I think you need to update your perspective of my industry from 1999 somewhat. I was a junior in college when the bubble burst and was working for a tech company. I survived having most of my friends laid off, a year of doing their jobs in addition to my own (while going to school full time), having customers leave in droves, a year of unemployment, going to job interviews with 400 other applicants being repeatedly told I need to get a job in another industry, burning through all of my savings, having no health insurance, eventually getting hired by a company a hair away from being a sweatshop working 80 hour weeks for almost a year for shit pay, constantly being reminded that my job could be outsourced at any time all BEFORE I was able to land my present job which is still is lightyears away from being the slackers paradise replete with office pets and massage therapy circa 1999. I know a thing or two about both failure and fortune and while things are better in the tech industry now I’m entirely aware that in a few years they’ll probably be terrible again. Even when things were the worst in 2003-2004 I never once thought more government involvement would in any way remedy my situation. In fact, I'm fairly certain if all of this had happened in an country in Old Europe I'd still be unemployed.

dan p. said...

I would agree with you there that this gov't wouldn't have help your situation one bit. But 400 people applying for the same position. In a field with a labor situation such as that organization might have been an option with long term benefits.

I'm sorry for being tangential, but there was a blub on the Rachel Maddow show this morning (about 20 minutes in) that referenced this study. They even have a small summary for Indy. (The steaming will only work for today, after that it will be archived.) Basically, comparable goods cost more in areas of poverty compared to areas of greater wealth. So despite not paying much if any taxes, having possible other gov't aid, and having rising incomes, the surrounding market is still a disadvantage to their improvement in quality of life.

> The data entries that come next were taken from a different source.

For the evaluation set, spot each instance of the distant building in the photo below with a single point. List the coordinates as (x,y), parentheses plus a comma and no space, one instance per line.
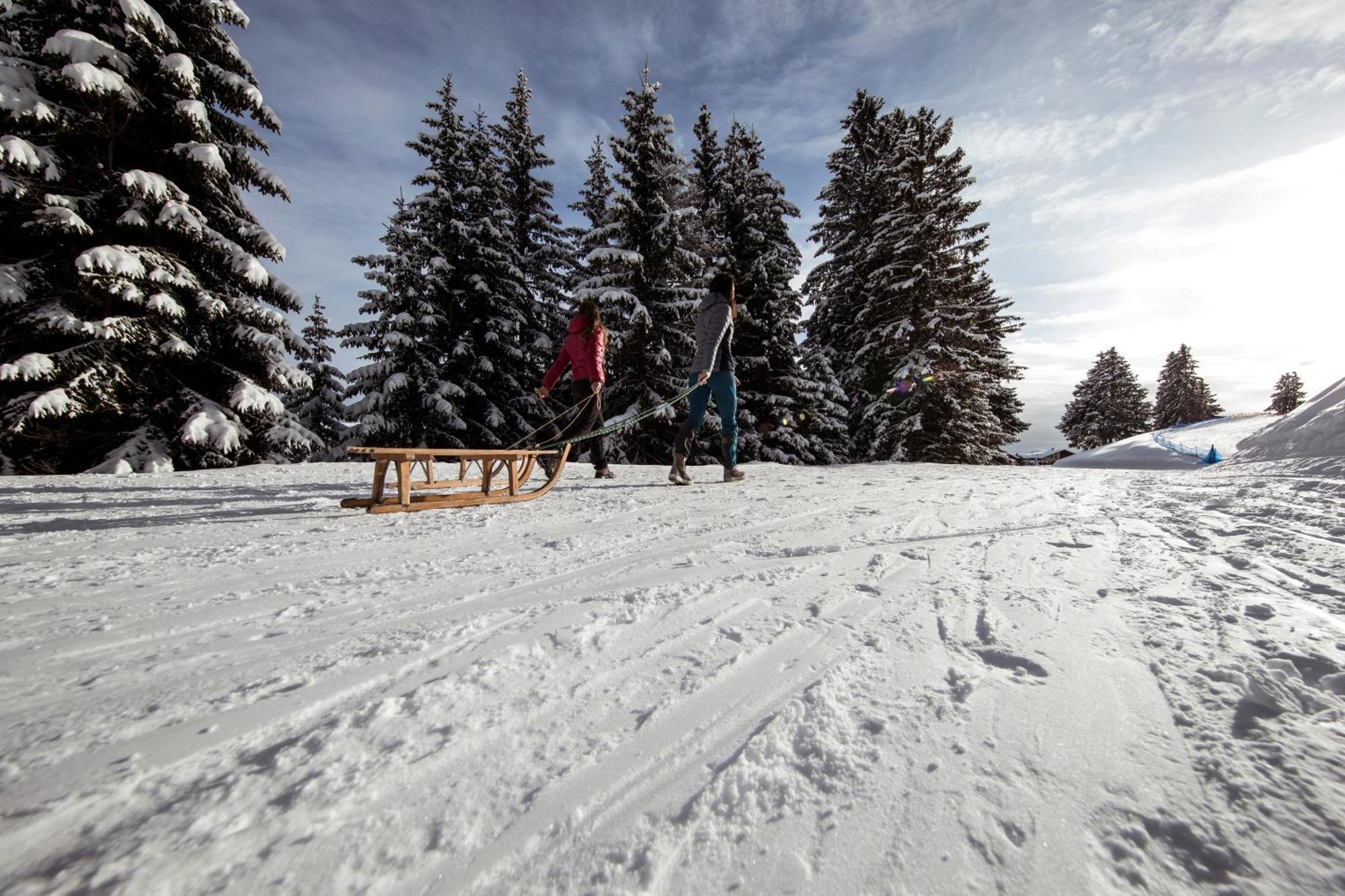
(1042,458)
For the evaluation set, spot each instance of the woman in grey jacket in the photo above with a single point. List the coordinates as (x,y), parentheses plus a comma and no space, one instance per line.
(712,370)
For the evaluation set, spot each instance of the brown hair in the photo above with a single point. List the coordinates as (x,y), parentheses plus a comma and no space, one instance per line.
(723,284)
(590,310)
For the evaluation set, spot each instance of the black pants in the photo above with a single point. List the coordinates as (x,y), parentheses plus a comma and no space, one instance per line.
(588,419)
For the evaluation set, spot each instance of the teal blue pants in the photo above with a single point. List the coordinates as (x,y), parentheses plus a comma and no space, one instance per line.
(726,392)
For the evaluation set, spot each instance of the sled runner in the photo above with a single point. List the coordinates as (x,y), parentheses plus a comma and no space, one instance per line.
(493,477)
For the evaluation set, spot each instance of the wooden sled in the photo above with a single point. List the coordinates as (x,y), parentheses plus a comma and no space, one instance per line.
(494,477)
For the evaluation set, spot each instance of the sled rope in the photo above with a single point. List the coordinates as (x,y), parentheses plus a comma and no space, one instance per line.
(578,405)
(622,424)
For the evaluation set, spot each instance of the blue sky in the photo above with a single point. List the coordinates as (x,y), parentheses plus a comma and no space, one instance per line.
(1153,173)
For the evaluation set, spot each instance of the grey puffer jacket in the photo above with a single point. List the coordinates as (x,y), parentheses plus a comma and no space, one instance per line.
(714,335)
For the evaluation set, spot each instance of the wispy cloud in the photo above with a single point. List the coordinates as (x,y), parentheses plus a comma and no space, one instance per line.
(1137,162)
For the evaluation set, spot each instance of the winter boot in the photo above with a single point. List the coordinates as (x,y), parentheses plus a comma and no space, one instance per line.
(548,464)
(731,467)
(679,474)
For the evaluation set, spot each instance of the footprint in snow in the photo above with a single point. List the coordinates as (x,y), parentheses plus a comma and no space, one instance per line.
(1005,659)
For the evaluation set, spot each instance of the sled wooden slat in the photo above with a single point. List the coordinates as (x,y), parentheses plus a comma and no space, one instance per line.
(501,479)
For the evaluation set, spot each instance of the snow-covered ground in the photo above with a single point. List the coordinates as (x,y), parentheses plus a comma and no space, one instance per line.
(1145,452)
(871,678)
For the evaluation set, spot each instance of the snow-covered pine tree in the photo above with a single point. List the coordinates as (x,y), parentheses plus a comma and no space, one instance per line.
(451,346)
(544,248)
(321,407)
(1183,396)
(852,202)
(765,260)
(139,330)
(707,193)
(1109,404)
(594,270)
(657,276)
(494,353)
(400,396)
(930,374)
(821,408)
(1289,395)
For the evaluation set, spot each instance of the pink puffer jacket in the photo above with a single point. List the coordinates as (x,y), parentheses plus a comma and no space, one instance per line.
(584,357)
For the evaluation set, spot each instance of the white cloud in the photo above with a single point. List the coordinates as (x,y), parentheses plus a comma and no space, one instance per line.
(1241,266)
(1012,142)
(1258,24)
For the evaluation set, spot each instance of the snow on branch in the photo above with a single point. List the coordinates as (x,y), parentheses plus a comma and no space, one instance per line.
(611,253)
(143,452)
(259,338)
(182,69)
(228,11)
(53,404)
(216,427)
(111,260)
(20,153)
(81,46)
(13,286)
(30,366)
(142,13)
(61,218)
(89,79)
(20,93)
(251,397)
(204,154)
(153,186)
(245,89)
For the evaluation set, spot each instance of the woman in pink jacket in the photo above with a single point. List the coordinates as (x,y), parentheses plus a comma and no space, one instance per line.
(583,352)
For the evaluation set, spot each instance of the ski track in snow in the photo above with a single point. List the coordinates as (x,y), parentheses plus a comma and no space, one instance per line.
(872,678)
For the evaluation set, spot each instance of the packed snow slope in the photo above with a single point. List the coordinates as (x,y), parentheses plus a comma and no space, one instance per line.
(1144,452)
(859,680)
(1316,431)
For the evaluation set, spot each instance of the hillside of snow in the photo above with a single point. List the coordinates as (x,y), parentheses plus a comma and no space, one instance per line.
(1313,432)
(871,678)
(1145,452)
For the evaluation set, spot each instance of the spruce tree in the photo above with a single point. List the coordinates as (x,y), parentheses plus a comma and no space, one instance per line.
(1109,404)
(139,329)
(496,350)
(906,296)
(1183,396)
(400,396)
(852,204)
(595,270)
(707,193)
(319,407)
(821,408)
(1289,395)
(766,260)
(656,283)
(455,342)
(545,255)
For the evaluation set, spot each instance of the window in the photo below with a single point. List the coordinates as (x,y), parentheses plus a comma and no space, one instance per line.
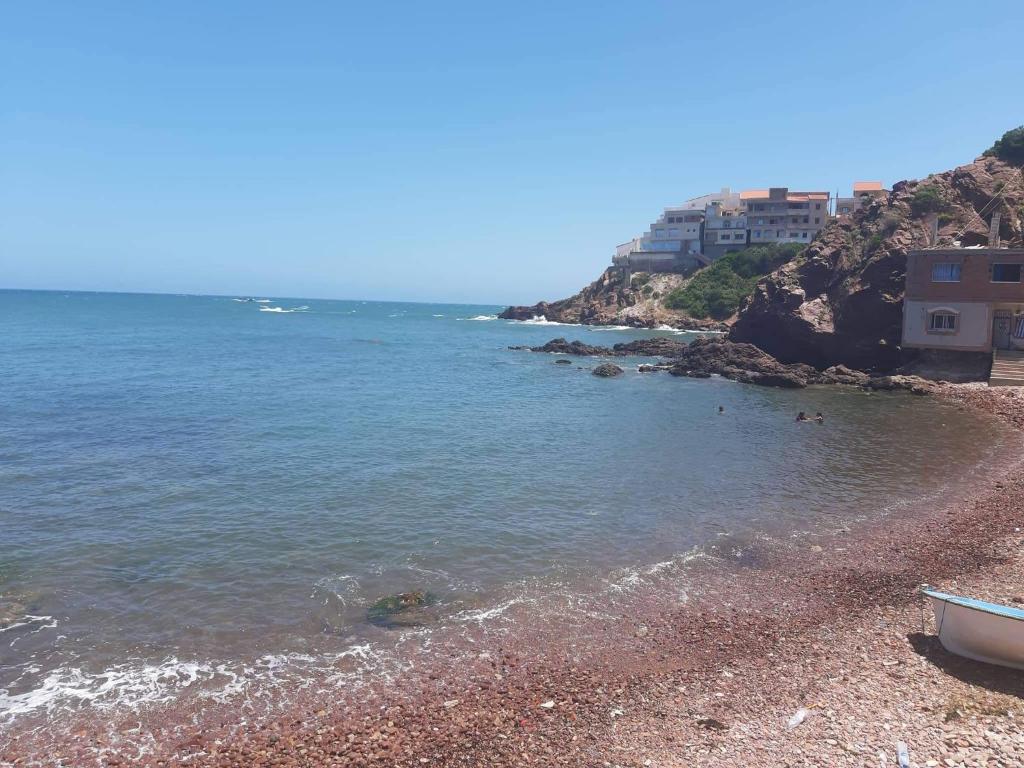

I don't have anything else to add in regards to marginal tax rates. So if you want to end the discussion that is fine with me. I've enjoyed this. It is always a pleasure to converse with someone smarter than myself. I look forward to it again in the future!

p.s. joe, i just realized i've had a class with your public finance prof. i enjoyed it quite a bit (as far as pub finance goes).

Andrew said...

No, no, tangents are great and I enjoy this discussion. I just happen to think it might help readability on the site to end this tax cut thread and start a new one on the topics you’ve brought up.